Somebody has been hacked

FloridaYankee · 2018-09-30T17:32:04.266Z

Either this place or

Etsy or

SETI@home

has been hacked. I recently received a phishing email purportedly from my own email address saying my email has been hacked and as proof they said my password is ***********

But that is not my email password. It is however my password for these forums and the other two places I mentioned. In order for someone to get that password they would have had to hack one of the three places. SETI is run by high tech wizards so it seems unlikely, though security might not be as high on their list as one might hope given that they don’t deal with financial information.

Etsy deals with many millions of dollars a day and has tons of very sensitive information on a lot of people and would be extremely security conscious. Also, I think I would have heard if they were hacked, that kind of stuff is big news.

That makes the Hannity forums the most likely candidate. I can’t say for sure of course, but those are the only three places where I use that password.

Kyshia · 2018-09-30T17:44:44.555Z

This happened to me a few months ago. The email was long and talked about my “secrets,” of which I have none that are significant or surprising. The person asked for $3,900 in bitcoin not to release video of my secrets.

After a google search, I found out that this relates to a past data breach from 2010ish on some sites. They showed me an old password of mine that I don’t use anymore as proof that I should be desperate.

After another google search, the advice that I got was simple:

Ignore the email.
Update all passwords.

The only way that you end up getting conned is if you engage with them.

The email was likely automated spam sent to thousands or millions of people. They’re just hoping that you get scared and get in touch with them.

FloridaYankee · 2018-09-30T17:49:47.626Z

Ha, mine only wanted $700 but it’s basically the same thing though it was not a long message at all but rather brief. I might have had one or two other places using that password back than though, I’m not sure. It was never my email password though, which is a good thing or I would’ve really thought I’d been hacked.

goodbyte · 2018-10-01T00:03:20.546Z

There a site that you can use to check which accounts (given an e-mail address) have been compromised in the past:

https://haveibeenpwned.com/

I also received one of these today actually, but I use unique passwords and the source of the leak was LinkedIn.

FloridaYankee · 2018-10-01T02:02:18.787Z

Thank you!

I’ll report back results of my subsequent research tomorrow or so.

JayJay · 2018-10-01T13:19:50.915Z

goodbyte:

There a site that you can use to check which accounts (given an e-mail address) have been compromised in the past:

https://haveibeenpwned.com/

I also received one of these today actually, but I use unique passwords and the source of the leak was LinkedIn.

How does that sote work?

I gave it one e-mail address and it said I had been “pwned” on 6 sites…five of which I had never been to.
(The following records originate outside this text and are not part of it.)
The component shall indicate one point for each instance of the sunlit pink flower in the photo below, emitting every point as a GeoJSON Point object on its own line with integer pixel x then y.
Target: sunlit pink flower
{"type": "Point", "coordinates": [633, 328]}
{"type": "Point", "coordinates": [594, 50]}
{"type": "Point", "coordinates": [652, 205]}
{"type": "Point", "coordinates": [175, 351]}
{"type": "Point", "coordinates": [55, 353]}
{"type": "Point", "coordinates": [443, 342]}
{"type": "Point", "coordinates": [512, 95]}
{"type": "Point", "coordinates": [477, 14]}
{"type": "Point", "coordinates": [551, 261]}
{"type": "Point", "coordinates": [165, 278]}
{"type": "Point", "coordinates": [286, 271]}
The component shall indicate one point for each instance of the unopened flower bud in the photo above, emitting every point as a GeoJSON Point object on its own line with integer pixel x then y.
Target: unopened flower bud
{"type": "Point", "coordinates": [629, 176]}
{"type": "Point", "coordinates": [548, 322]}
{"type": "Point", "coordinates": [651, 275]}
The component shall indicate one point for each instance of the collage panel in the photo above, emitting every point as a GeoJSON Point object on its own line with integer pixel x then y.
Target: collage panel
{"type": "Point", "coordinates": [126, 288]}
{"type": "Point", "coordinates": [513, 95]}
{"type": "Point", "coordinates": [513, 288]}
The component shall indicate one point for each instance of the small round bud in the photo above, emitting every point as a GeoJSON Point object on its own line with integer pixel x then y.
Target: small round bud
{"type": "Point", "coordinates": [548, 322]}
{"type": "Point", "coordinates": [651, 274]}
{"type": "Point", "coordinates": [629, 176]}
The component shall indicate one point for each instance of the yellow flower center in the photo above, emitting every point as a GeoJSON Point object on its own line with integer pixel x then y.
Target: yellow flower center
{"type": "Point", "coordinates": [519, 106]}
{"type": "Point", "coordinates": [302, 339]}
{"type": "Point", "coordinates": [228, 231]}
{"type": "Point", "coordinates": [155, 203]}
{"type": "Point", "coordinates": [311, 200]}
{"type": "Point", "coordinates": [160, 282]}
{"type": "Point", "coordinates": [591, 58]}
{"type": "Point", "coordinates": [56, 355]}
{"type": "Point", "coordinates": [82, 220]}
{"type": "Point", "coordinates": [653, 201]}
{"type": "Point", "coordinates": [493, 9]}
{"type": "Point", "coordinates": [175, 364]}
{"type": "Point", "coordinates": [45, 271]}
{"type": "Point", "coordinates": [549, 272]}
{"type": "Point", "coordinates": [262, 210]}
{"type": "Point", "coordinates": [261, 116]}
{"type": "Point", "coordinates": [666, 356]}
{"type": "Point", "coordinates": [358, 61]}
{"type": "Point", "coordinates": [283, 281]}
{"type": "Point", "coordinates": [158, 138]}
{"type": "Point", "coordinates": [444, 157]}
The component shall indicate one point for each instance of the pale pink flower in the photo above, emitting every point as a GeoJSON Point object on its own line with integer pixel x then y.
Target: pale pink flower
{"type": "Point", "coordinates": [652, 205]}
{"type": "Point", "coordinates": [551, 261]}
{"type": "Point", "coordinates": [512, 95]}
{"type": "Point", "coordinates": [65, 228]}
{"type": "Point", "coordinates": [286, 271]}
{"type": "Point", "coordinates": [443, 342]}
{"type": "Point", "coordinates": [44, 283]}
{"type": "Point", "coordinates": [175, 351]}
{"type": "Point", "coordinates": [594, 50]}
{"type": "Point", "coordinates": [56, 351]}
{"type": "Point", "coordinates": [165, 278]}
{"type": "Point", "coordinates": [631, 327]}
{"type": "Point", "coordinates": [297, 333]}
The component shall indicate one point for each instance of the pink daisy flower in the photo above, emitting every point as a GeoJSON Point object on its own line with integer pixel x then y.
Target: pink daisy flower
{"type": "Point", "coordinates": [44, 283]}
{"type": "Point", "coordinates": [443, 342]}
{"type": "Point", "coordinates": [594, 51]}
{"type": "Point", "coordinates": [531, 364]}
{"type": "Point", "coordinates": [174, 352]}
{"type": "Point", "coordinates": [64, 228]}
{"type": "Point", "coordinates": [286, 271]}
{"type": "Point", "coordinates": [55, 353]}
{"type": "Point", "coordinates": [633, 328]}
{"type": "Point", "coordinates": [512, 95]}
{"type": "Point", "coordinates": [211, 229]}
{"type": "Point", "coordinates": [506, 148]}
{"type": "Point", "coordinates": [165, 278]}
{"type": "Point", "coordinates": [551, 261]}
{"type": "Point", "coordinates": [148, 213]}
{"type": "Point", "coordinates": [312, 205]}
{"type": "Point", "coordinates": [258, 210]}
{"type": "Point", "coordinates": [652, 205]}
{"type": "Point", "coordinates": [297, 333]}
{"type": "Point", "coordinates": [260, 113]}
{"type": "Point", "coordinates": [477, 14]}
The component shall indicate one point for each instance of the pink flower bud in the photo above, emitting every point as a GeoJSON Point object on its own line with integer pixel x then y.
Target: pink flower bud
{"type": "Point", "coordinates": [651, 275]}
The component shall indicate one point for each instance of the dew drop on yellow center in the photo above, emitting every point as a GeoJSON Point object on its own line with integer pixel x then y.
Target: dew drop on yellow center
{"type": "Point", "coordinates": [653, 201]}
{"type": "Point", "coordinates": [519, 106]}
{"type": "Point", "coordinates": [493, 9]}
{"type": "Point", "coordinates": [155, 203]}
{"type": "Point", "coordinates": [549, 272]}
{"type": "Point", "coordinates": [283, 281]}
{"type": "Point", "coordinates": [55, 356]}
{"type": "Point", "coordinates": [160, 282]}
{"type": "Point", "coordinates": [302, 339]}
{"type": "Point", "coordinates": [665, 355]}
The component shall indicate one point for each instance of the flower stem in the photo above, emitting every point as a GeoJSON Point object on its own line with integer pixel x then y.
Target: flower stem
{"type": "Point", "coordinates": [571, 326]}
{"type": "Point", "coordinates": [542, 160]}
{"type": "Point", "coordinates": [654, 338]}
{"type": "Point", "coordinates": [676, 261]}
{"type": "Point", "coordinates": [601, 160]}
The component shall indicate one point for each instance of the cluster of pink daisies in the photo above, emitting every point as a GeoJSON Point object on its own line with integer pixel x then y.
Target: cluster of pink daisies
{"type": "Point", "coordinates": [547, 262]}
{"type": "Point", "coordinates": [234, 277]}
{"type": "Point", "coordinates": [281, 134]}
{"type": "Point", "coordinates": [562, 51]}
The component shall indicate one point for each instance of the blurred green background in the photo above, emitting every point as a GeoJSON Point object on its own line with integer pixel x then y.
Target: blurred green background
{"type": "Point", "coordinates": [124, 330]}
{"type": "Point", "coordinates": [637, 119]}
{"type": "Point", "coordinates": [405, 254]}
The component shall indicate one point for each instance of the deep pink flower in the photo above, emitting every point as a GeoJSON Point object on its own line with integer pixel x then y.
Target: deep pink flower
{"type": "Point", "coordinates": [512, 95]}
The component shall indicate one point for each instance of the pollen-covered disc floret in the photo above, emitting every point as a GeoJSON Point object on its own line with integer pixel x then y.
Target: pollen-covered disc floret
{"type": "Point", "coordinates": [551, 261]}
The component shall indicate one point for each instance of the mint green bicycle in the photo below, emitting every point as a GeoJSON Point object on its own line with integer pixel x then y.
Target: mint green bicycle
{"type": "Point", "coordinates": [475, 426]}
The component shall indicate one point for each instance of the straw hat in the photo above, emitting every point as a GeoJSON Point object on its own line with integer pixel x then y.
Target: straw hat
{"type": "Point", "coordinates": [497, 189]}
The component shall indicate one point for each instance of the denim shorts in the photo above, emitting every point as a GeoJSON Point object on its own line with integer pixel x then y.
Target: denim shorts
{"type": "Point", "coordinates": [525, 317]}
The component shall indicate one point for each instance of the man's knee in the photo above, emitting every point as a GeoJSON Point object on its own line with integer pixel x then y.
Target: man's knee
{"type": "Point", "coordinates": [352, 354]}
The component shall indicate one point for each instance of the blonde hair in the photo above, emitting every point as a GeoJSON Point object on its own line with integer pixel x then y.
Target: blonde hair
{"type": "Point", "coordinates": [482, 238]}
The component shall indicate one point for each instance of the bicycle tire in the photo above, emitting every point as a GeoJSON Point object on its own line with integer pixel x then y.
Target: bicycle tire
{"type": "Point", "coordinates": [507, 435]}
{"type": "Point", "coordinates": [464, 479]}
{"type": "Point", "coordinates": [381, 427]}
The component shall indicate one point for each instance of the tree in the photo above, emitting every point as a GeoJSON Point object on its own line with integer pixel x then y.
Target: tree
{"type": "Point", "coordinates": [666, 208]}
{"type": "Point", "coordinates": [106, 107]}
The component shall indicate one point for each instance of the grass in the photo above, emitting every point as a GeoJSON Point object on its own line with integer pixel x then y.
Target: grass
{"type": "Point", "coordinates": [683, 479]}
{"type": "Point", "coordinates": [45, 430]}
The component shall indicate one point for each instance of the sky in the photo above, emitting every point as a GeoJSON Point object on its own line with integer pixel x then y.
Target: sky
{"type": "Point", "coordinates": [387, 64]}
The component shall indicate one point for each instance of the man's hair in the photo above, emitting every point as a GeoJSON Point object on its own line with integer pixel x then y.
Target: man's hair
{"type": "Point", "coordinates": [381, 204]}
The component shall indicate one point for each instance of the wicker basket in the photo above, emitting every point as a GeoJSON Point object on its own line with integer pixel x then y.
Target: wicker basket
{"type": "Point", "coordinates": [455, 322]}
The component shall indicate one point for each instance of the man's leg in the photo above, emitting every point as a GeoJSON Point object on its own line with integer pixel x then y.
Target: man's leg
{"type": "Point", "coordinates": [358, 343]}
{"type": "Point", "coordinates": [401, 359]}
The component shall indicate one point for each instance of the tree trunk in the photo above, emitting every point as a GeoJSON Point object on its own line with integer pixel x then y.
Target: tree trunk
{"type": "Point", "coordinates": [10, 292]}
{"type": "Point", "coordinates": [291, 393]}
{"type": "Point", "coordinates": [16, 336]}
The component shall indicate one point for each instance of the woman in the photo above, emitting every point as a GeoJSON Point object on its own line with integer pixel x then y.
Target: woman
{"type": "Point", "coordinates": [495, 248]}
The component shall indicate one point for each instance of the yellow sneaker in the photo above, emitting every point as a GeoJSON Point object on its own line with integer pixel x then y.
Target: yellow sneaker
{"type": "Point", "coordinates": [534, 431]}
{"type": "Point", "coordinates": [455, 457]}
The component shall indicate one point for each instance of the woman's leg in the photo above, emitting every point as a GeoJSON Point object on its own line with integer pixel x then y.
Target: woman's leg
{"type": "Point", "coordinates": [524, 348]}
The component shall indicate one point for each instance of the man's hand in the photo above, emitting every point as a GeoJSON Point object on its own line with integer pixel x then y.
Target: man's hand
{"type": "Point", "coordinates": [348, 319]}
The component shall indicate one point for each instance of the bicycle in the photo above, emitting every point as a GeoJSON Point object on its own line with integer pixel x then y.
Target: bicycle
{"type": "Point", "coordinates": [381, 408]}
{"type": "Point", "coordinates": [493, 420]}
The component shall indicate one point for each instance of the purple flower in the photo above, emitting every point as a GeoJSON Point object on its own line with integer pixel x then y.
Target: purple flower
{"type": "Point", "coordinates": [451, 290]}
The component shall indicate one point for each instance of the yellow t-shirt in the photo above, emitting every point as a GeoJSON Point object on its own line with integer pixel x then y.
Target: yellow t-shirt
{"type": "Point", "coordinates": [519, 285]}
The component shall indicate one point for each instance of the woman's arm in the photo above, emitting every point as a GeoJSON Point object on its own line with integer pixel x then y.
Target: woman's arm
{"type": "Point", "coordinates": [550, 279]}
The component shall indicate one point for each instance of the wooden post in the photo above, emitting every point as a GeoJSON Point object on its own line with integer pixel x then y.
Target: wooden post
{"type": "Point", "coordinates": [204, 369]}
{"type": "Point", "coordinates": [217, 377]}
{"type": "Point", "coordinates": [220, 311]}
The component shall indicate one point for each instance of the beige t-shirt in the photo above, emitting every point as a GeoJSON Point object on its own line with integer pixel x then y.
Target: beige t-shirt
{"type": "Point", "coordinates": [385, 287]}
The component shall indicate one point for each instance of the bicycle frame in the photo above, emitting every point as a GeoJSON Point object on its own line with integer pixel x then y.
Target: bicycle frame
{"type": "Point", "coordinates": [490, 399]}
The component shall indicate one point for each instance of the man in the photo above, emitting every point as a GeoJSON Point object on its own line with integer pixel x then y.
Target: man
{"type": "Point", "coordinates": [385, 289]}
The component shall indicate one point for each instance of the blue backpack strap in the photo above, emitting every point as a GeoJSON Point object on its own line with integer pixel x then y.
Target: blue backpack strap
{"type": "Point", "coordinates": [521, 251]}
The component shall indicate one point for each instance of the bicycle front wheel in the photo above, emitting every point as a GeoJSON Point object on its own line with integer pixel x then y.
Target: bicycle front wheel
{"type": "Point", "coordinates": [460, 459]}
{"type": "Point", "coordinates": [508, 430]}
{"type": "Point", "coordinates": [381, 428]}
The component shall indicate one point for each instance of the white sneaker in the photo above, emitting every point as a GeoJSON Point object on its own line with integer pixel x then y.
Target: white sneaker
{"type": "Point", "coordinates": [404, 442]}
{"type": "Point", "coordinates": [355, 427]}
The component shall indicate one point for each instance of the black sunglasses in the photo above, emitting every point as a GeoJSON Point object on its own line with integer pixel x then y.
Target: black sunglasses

WorldWatcher · 2018-10-01T13:55:31.598Z

.>
.
.
.
I work in HR as the Department Database guy and of course my wife and I have many accounts. Last time I counted we had something like 200-300 logins for both work and home.

A few years ago I started using account/password management software. The one I use is called “1Password”, when we got it we paid a one time life-time fee, now I think they use a subscription model but it is still very reasonable.

We have the app on computers (desktop & laptop), tablets, and our phones. Used 256 byte encryption and backups are stored (encrypted) online so if a device dies you don’t loose your date. If you enter a login on one device it is instantly available on all devices.

Why is this important?

It allows me to have different, easy to access, passwords FOR EACH AND EVERY ACCOUNT that are different. It - of course - has a secure password generator to create once like “M2WgwvKhQ8VxGPyY” instead of using something easy to remember because it is very easy to copy and paste instead of remembering.

(Disclaimer: While it doesn’t provide 100% online security, it does add another layer by having different/complex passwords for each account - especially those that are financial in nature.)

I highly recommend that everyone use some form of password management tool that allows for secure storage of different information for different accounts.

(This was also a godsend about a year ago when we moved from cable to FIOS as all of our personal accounts were based on our cable companies email which went away. It gave us a great list of those accounts we needed to go back and update with a new email.)

.>>>>

goodbyte · 2018-10-01T14:46:10.766Z

JayJay:

How does that sote work?

It doesn’t do anything fancy. There are data sets from different data breaches with e-mail addresses. The site has just indexed these to let you know which data sets that address appears in. If you were sufficiently motivated, you could find and download the data set yourself and do a CTRL+F inside it (though sometimes they are several gigabytes).

The data sets are not just from websites you have signed up from. For example, one way to end up in a data set is if a company sells your information to another company (for say, a mailing list).

Also, a data breach isn’t just considered just a login and password. It could also be your e-mail and zip code, e-mail and last four digits of a credit card number, or some other data which was tied to your identity.